Unnamed: 0,pares,p-value
0,C4.5_C4.5m,0.322878
1,C4.5_C4.5cf,0.5
2,C4.5_C4.5mcf,0.306606
3,C4.5m_C4.5cf,0.339589
4,C4.5m_C4.5mcf,0.5
5,C4.5cf_C4.5mcf,0.314696


In [13]:
from statsmodels.sandbox.stats.multicomp import multipletests 

In [14]:
reject, p_correct, a1, a2 = multipletests(df['p-value'], alpha = 0.05, method = 'holm') 

In [15]:
df['p_correct'] = p_correct
df['reject'] = reject

In [16]:
df

Unnamed: 0,pares,p-value,p_correct,reject
0,C4.5_C4.5m,0.322878,1.0,False
1,C4.5_C4.5cf,0.5,1.0,False
2,C4.5_C4.5mcf,0.306606,1.0,False
3,C4.5m_C4.5cf,0.339589,1.0,False
4,C4.5m_C4.5mcf,0.5,1.0,False
5,C4.5cf_C4.5mcf,0.314696,1.0,False


We still can't reject any one H0. Moreover, the p-value has increased in all cases.

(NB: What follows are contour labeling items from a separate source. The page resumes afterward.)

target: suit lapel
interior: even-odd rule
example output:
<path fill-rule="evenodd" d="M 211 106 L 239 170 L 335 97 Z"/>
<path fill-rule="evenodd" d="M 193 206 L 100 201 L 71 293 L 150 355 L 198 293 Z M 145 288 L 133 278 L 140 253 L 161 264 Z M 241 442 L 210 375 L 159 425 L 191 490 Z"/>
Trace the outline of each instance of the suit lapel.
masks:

### 3. Benjamini–Hochberg method

In [17]:
reject, p_correct, a1, a2 = multipletests(df['p-value'], alpha = 0.05, method = 'fdr_bh') 

In [18]:
df['p_correct'] = p_correct
df['reject'] = reject

In [19]:
df

Unnamed: 0,pares,p-value,p_correct,reject
0,C4.5_C4.5m,0.322878,0.5,False
1,C4.5_C4.5cf,0.5,0.5,False
2,C4.5_C4.5mcf,0.306606,0.5,False
3,C4.5m_C4.5cf,0.339589,0.5,False
4,C4.5m_C4.5mcf,0.5,0.5,False
5,C4.5cf_C4.5mcf,0.314696,0.5,False


As in the Holm method, we can't reject any one H0. However, Benjamini–Hochberg method uses more 'soft' correction for multiple validation than method before.